The following excerpt from an article on explains:

“If you consume alcohol when you are pregnant you can disrupt the development of your baby’s brain,” said Kelly Huffman, assistant professor of psychology at UC Riverside and lead author of the study that appears in the Nov. 27 issue of The Journal of Neuroscience, the official, peer-reviewed publication of the Society of Neuroscience. Study co-authors are UCR Ph.D. students Hani El Shawa and Charles Abbott.

“This research helps us understand how substances like alcohol impact brain development and change behavior,” Huffman explained. “It also shows how prenatal alcohol exposure generates dramatic change in the brain that leads to changes in behavior. Although this study uses a moderate- to high-dose model, others have shown that even small doses alter development of key receptors in the brain.”

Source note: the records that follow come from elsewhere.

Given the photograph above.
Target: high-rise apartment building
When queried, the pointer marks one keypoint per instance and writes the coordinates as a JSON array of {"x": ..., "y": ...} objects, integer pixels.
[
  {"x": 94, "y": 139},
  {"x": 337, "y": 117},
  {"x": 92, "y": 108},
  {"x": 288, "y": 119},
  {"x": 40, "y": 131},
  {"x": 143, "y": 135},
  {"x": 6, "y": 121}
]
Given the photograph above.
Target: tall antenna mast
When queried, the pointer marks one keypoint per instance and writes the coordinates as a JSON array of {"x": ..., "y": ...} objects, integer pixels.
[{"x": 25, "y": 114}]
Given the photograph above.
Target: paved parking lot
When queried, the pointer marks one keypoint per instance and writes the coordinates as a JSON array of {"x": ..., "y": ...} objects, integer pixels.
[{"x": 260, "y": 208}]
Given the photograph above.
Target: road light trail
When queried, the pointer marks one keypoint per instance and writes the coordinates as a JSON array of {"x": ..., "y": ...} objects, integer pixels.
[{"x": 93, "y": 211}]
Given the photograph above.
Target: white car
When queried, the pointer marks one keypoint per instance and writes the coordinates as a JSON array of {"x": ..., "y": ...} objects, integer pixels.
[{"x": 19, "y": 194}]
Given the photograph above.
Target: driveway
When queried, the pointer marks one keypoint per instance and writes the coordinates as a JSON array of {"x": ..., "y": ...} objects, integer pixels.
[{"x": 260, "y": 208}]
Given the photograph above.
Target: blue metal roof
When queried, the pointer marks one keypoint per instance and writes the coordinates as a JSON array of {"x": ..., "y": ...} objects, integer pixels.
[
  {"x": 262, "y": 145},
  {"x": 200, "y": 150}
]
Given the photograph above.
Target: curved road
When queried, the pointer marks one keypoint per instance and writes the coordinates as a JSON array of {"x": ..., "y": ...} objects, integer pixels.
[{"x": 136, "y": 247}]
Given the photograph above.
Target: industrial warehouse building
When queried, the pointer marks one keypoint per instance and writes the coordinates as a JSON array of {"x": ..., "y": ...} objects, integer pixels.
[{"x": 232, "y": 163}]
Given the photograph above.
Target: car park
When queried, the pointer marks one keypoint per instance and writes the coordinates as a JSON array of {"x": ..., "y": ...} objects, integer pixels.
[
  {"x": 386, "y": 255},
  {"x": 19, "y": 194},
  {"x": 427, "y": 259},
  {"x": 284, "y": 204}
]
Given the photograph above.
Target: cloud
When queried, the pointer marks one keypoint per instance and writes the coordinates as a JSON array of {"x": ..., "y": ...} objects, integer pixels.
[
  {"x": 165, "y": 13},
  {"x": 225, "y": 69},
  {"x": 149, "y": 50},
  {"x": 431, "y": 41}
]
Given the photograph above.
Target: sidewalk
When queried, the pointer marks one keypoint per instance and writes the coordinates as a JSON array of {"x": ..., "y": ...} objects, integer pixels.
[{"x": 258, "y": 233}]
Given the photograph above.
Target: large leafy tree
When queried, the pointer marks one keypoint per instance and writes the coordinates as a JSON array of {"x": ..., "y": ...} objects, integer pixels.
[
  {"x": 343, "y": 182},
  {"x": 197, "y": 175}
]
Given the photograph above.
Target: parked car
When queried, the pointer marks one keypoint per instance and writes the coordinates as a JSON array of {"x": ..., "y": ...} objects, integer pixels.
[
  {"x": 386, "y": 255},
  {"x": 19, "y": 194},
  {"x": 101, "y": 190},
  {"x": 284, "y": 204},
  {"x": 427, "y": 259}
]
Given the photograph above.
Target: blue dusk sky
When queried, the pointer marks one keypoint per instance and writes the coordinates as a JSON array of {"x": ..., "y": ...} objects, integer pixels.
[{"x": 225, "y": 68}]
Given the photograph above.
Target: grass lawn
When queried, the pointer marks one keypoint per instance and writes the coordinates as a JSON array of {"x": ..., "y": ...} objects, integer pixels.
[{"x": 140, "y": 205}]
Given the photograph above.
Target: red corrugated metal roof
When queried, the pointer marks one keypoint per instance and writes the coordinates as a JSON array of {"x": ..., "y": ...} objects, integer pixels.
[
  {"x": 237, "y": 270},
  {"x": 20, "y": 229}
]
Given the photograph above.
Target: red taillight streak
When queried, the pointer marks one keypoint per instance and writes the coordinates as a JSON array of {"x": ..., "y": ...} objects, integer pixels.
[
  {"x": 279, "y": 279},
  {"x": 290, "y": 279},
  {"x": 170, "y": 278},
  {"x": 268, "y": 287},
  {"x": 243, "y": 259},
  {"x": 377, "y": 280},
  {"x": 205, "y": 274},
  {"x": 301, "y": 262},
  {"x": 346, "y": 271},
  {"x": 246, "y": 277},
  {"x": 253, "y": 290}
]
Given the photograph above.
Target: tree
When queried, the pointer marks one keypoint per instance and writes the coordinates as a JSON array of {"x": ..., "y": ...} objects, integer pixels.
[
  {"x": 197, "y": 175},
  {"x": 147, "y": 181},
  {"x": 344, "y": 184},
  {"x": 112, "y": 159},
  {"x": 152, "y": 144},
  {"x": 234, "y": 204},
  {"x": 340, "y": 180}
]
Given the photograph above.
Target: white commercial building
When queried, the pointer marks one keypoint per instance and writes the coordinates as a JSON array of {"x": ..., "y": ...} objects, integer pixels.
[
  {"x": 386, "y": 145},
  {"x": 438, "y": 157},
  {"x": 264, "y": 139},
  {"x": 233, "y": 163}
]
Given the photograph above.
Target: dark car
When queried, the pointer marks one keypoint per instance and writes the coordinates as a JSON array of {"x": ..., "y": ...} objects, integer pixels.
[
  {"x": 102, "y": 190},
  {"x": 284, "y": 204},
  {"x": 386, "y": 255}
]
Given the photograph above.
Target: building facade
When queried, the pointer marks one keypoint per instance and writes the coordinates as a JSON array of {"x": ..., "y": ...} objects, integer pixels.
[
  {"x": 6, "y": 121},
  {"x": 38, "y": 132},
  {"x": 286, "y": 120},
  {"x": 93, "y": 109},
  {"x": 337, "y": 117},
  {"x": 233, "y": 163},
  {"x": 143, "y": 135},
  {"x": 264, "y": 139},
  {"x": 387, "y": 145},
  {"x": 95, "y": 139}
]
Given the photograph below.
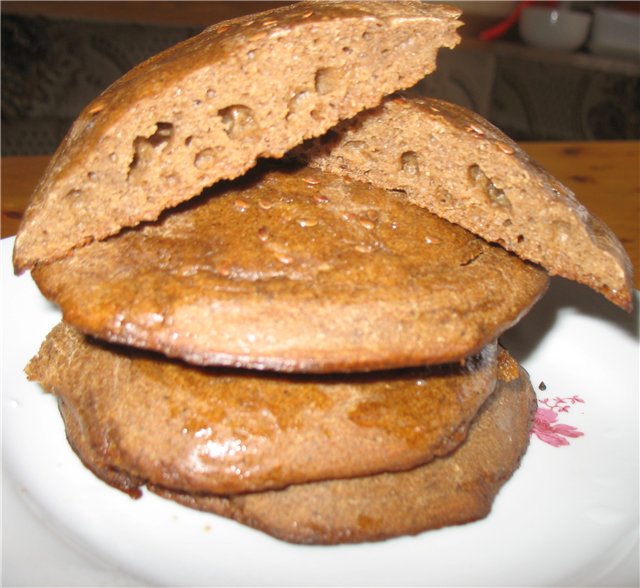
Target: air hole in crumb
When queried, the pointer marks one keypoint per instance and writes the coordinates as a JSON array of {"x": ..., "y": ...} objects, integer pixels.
[
  {"x": 330, "y": 137},
  {"x": 145, "y": 147},
  {"x": 204, "y": 158},
  {"x": 237, "y": 119},
  {"x": 410, "y": 163}
]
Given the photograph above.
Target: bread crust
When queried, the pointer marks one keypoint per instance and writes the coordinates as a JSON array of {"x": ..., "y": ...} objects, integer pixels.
[
  {"x": 138, "y": 418},
  {"x": 296, "y": 270},
  {"x": 462, "y": 168},
  {"x": 452, "y": 490}
]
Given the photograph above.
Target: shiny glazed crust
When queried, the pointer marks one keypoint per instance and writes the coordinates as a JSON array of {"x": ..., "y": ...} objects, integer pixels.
[
  {"x": 141, "y": 418},
  {"x": 451, "y": 490}
]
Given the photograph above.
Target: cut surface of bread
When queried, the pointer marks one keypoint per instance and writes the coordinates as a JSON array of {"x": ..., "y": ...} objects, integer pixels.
[
  {"x": 207, "y": 108},
  {"x": 451, "y": 490},
  {"x": 148, "y": 419},
  {"x": 296, "y": 270},
  {"x": 462, "y": 168}
]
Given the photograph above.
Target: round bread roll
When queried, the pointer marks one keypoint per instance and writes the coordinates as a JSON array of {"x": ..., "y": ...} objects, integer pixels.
[
  {"x": 296, "y": 270},
  {"x": 452, "y": 490},
  {"x": 138, "y": 418},
  {"x": 206, "y": 109}
]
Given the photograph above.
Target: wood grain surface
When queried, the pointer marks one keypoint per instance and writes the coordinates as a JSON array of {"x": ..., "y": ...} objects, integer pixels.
[{"x": 604, "y": 175}]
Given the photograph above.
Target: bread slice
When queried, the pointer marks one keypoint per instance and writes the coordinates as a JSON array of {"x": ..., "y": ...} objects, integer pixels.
[
  {"x": 207, "y": 108},
  {"x": 452, "y": 490},
  {"x": 462, "y": 168},
  {"x": 146, "y": 418},
  {"x": 296, "y": 270}
]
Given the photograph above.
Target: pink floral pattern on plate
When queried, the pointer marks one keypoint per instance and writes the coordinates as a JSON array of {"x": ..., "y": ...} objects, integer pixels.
[{"x": 546, "y": 426}]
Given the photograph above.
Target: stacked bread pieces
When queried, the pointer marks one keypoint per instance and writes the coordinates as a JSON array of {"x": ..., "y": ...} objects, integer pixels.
[{"x": 302, "y": 346}]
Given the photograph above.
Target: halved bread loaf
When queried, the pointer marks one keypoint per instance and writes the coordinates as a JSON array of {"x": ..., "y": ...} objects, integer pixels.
[
  {"x": 296, "y": 270},
  {"x": 459, "y": 166},
  {"x": 207, "y": 108}
]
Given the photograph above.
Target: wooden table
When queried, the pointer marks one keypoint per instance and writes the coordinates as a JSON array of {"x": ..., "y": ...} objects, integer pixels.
[{"x": 604, "y": 175}]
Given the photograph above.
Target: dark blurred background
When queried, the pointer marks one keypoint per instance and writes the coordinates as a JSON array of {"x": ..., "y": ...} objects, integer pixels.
[{"x": 57, "y": 56}]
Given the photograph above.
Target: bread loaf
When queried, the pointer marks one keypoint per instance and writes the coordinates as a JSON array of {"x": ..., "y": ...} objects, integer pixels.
[
  {"x": 155, "y": 420},
  {"x": 455, "y": 489},
  {"x": 207, "y": 108},
  {"x": 296, "y": 270},
  {"x": 462, "y": 168}
]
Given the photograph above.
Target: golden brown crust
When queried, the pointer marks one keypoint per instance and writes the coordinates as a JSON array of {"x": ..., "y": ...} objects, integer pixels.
[
  {"x": 452, "y": 490},
  {"x": 296, "y": 270},
  {"x": 136, "y": 418},
  {"x": 207, "y": 108},
  {"x": 462, "y": 168}
]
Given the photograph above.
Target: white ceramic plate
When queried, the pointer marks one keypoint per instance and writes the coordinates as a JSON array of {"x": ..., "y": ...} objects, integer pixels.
[{"x": 568, "y": 517}]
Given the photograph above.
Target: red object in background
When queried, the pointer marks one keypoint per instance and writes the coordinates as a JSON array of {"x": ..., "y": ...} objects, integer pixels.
[{"x": 499, "y": 29}]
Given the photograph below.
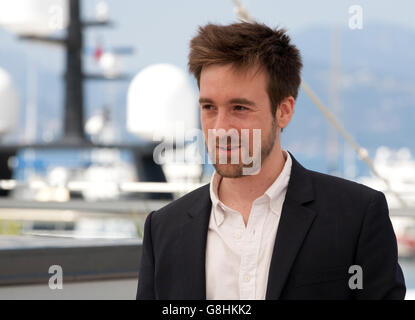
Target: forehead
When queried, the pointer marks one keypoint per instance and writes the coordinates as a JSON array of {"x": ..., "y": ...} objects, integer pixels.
[{"x": 231, "y": 81}]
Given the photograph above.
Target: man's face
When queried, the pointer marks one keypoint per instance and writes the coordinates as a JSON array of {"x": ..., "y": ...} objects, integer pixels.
[{"x": 233, "y": 100}]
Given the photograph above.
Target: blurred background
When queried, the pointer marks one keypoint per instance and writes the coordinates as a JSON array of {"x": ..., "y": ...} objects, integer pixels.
[{"x": 89, "y": 89}]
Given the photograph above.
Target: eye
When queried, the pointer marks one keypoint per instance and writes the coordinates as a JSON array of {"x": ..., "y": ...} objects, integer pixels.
[
  {"x": 240, "y": 108},
  {"x": 207, "y": 107}
]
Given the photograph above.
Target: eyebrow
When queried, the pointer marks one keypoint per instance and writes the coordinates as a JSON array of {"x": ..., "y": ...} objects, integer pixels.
[{"x": 232, "y": 101}]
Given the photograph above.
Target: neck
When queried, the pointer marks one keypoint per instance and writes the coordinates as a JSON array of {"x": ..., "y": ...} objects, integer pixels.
[{"x": 246, "y": 189}]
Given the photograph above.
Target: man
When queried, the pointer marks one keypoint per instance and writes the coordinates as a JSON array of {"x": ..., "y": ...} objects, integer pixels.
[{"x": 279, "y": 232}]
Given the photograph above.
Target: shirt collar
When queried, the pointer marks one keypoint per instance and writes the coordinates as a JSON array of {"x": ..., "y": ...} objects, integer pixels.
[{"x": 274, "y": 192}]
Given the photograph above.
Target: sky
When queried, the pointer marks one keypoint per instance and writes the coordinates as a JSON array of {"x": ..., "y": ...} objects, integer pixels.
[{"x": 160, "y": 30}]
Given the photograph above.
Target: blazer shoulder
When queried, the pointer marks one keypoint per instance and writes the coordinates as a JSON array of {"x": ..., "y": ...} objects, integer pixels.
[{"x": 180, "y": 206}]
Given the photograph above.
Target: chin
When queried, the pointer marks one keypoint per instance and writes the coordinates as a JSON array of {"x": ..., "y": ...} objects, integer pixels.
[{"x": 229, "y": 171}]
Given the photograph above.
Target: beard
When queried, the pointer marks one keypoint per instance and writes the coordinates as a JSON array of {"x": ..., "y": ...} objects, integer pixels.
[{"x": 230, "y": 170}]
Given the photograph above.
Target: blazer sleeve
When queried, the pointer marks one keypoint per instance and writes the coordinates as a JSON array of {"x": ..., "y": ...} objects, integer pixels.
[
  {"x": 377, "y": 254},
  {"x": 145, "y": 290}
]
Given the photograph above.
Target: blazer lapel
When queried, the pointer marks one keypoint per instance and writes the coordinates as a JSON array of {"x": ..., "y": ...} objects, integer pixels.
[
  {"x": 193, "y": 240},
  {"x": 294, "y": 224}
]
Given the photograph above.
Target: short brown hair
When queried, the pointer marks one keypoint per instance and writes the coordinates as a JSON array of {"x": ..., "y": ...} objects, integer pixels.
[{"x": 248, "y": 44}]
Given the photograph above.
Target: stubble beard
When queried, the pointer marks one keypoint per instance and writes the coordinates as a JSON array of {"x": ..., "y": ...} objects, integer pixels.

This research is significant because although researchers in the past believed that ethanol exposure from a pregnant woman’s consumption of alcohol would impact the child’s brain and cognitive development, researchers have now proven that there is a connection between exposure to alcohol and the disruption of neural networks, resulting in changes in behaviour.

The post also explains:

Huffman’s team found dramatic changes in intraneocortical connections between the frontal, somatosensory and visual cortex in mice born to mothers who consumed ethanol during pregnancy. The changes were especially severe in the frontal cortex, which regulates motor skill learning, decision-making, planning, judgment, attention, risk-taking, executive function and sociality.


As researchers explained the neocortex region in mammals is similar, so in mice and humans it can be compared however human processing is more complex.

For pregnant women it is best to abstain from alcoholic drinks completely rather than choose to have one or two drinks every now and then because as research proves even moderate drinking may have an impact on the foetus and even if it doesn’t, it is better to be safe than sorry.

Foetal Alcohol Spectrum Disorder is a growing disorder and the side effects and symptoms are varied in the children it affects including facial deformities, cognitive, behavioural and motor disorders because of neurobiological damage during the brain’s early development as well as mental retardations, reduced intelligence, learning disabilities, anxiety and depression later in life.